A study conducted by the two groups found that across a sample of games released prior to 2010, a small fraction of them were still in circulation from re-releases.
For example, from the sample of Commodore 64 games tested, only 4.5% of them were still purchasable on a modern digital storefront.
Across the Gameboy family of systems, only 5.8%. This figure was far higher prior to the shutdown of the WiiU and 3DS Eshop, which resulted in the only games available for those systems largely being locked behind Nintendo‘s online service.
“Imagine if the only way to watch Titanic was to find a used VHS tape, and maintain your own vintage equipment so that you could still watch it,” the study said.
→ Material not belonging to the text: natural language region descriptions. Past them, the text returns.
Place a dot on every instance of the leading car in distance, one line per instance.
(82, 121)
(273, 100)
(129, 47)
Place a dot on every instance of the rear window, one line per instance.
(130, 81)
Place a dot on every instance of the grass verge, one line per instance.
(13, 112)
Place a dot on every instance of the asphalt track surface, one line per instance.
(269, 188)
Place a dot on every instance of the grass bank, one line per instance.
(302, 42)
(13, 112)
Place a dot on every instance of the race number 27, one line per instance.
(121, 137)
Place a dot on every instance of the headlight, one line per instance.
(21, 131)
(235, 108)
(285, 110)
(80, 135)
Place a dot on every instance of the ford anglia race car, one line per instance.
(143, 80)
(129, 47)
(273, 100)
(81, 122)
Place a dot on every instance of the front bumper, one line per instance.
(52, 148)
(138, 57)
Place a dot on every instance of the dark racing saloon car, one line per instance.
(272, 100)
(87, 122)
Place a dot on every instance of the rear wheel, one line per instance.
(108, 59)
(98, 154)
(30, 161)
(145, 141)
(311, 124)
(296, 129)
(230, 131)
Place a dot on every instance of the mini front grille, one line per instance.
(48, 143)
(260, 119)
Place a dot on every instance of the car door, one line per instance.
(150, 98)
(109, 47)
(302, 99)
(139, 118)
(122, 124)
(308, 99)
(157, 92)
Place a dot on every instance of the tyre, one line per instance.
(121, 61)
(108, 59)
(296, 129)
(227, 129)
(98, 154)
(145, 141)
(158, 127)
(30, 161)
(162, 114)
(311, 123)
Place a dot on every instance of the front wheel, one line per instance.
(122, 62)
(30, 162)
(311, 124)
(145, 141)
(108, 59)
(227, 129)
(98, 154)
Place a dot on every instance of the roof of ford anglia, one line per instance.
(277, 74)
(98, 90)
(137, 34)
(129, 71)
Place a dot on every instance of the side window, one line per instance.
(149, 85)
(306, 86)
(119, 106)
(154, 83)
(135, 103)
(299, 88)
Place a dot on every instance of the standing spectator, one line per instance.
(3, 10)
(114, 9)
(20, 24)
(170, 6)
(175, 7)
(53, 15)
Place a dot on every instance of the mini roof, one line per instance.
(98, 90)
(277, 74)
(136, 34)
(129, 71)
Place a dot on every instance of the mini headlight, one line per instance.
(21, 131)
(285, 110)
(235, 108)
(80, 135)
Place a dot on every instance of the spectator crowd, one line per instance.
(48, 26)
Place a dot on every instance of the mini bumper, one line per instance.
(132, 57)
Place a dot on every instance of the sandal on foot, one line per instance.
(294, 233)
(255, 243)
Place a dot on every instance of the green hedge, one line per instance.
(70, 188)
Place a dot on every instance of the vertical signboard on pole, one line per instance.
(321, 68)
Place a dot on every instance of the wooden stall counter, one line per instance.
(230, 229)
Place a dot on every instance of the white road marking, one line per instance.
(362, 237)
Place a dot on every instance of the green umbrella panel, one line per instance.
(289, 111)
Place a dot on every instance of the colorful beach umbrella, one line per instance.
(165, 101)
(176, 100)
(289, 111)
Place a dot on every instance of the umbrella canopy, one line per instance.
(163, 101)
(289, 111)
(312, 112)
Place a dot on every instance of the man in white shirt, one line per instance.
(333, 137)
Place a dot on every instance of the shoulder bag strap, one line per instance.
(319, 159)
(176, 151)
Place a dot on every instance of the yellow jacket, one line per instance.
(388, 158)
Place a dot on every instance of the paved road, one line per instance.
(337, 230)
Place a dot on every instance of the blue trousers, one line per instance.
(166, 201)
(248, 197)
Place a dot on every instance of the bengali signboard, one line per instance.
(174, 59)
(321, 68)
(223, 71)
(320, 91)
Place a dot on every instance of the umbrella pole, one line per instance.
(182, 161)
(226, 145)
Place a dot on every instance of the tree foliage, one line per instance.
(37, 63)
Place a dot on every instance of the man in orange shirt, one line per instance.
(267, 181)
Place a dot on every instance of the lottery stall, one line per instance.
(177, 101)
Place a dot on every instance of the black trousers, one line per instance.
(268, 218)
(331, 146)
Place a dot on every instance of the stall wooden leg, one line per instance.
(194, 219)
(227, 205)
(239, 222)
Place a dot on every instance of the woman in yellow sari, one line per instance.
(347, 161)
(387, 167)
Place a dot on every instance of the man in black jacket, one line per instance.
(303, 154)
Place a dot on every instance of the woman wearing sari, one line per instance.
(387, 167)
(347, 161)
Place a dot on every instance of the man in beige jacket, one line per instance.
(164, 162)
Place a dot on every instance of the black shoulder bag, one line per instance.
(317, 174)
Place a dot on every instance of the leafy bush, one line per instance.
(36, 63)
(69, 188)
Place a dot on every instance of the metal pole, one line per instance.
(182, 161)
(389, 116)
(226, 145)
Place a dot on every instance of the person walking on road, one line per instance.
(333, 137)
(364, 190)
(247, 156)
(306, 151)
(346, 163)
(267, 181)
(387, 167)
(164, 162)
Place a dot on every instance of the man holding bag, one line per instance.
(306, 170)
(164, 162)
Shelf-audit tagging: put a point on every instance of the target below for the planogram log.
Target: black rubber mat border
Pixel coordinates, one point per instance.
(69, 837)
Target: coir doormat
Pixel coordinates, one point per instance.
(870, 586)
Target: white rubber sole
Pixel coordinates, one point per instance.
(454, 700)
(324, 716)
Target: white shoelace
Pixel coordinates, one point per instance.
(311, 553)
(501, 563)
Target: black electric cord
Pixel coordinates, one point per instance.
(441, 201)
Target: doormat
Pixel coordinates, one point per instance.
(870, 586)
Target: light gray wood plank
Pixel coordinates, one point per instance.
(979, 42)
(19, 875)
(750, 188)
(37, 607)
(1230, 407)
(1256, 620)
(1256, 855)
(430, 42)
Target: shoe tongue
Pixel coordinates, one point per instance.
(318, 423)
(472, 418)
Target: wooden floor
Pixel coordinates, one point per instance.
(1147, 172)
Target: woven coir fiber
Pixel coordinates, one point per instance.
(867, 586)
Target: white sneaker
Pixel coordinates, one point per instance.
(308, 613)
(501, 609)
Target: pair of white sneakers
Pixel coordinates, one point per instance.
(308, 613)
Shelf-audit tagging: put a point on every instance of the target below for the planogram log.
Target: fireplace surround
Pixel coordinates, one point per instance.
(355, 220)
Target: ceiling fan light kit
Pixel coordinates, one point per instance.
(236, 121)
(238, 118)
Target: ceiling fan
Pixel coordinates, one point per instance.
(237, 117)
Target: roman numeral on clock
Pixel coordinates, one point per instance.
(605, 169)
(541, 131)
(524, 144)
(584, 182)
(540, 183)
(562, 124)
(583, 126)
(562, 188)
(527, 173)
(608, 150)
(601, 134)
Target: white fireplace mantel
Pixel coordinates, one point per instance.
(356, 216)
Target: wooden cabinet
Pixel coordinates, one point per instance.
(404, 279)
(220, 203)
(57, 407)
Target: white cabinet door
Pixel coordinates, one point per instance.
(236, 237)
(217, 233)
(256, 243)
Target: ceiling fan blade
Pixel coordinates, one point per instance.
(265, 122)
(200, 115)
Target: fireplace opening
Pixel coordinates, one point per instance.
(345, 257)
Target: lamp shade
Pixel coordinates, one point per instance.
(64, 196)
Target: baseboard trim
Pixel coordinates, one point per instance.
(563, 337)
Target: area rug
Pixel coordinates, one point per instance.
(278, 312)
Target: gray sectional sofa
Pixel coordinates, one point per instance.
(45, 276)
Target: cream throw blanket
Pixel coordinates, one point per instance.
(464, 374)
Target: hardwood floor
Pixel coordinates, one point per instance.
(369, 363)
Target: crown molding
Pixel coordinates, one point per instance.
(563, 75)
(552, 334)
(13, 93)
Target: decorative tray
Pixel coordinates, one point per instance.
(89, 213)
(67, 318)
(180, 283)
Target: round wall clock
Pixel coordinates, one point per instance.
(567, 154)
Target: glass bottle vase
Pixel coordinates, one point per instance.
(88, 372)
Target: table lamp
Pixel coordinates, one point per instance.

“And what if no library, not even the Library of Congress, could do any better — they could keep and digitize that VHS of Titanic, but you’d have to go all the way there to watch it.
“It sounds crazy, but that’s the reality we live in with video games, a $180 billion industry, while the games and their history disappear.”
The study looked to grant further exemptions to libraries and organizations when it comes to preserving video games. Currently, most archives and permitted to digitally preserve content, but in order to play this old content legally, there is an expectation for fans to maintain sometimes decades-old equipment.
The piece of legislation that dictates how classic games are preserved and accessed, the Digital Millennium Copyright Act (DMCA) is to be reexamined in 2024.
“We’re hopeful that this study will incite change, and that video game preservation will become stronger — before we lose more,” said the VGHF.
“I hope this study wakes people up. For years, we’ve known that the availability of classic video games in a legal, safe way has been dire, but no one has ever put a number to that,” said Frank Cifaldi, co-director, Video Game History Foundation “The results are worse than probably any other medium.”